Rob Peterman, Vice President, Global Business Development, TMX Group, the financial services group that operates the Toronto exchanges, TSX and TSXV. (Courtesy)
“Our experience is that those two things need to be built in both sides of the equation to be successful,” he added, and that “takes time.” But he is “very confident” that that is what is being built.
The TSX is also home to large, global cannabis companies like Canada’s Canopy Growth Corp., Aurora Cannabis, and Aphria Inc. The first cannabis companies started listing on the exchange in 2014 and there are today 50 issuers which had a total market capital of $60 billion at the end of April 2019. Breath of Life will be joining them on the TSX.

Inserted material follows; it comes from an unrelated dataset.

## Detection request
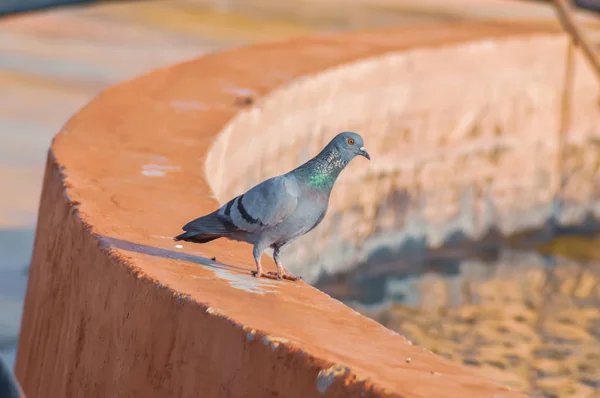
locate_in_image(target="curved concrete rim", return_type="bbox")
[16,22,555,397]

The pipeline of companies expected from Israel includes “a lot of cannabis related businesses,” Peterman said, but also “companies from a wide variety of categories.” He added that the TSX is “very excited” about having a company with the “quality” of Breath of Life coming to the exchange.
“It is not the role of the stock exchange to decide what risk investors should take,” he said, when asked about the risk involved in investing in cannabis stocks. The role of the exchange is to make sure that any company whose shares it lists has “a strong governance structure in place,” making the necessary financial reporting statements available to investors so they can make their decisions.
Israel’s top eight publicly traded medical cannabis companies haven’t fared so well on the Tel Aviv Stock Exchange, losing a combined NIS 1.1 billion ($305 million) of their market value in the three months to May 20 and bringing their combined market cap to NIS 1.7 billion, Calcalist reported last month.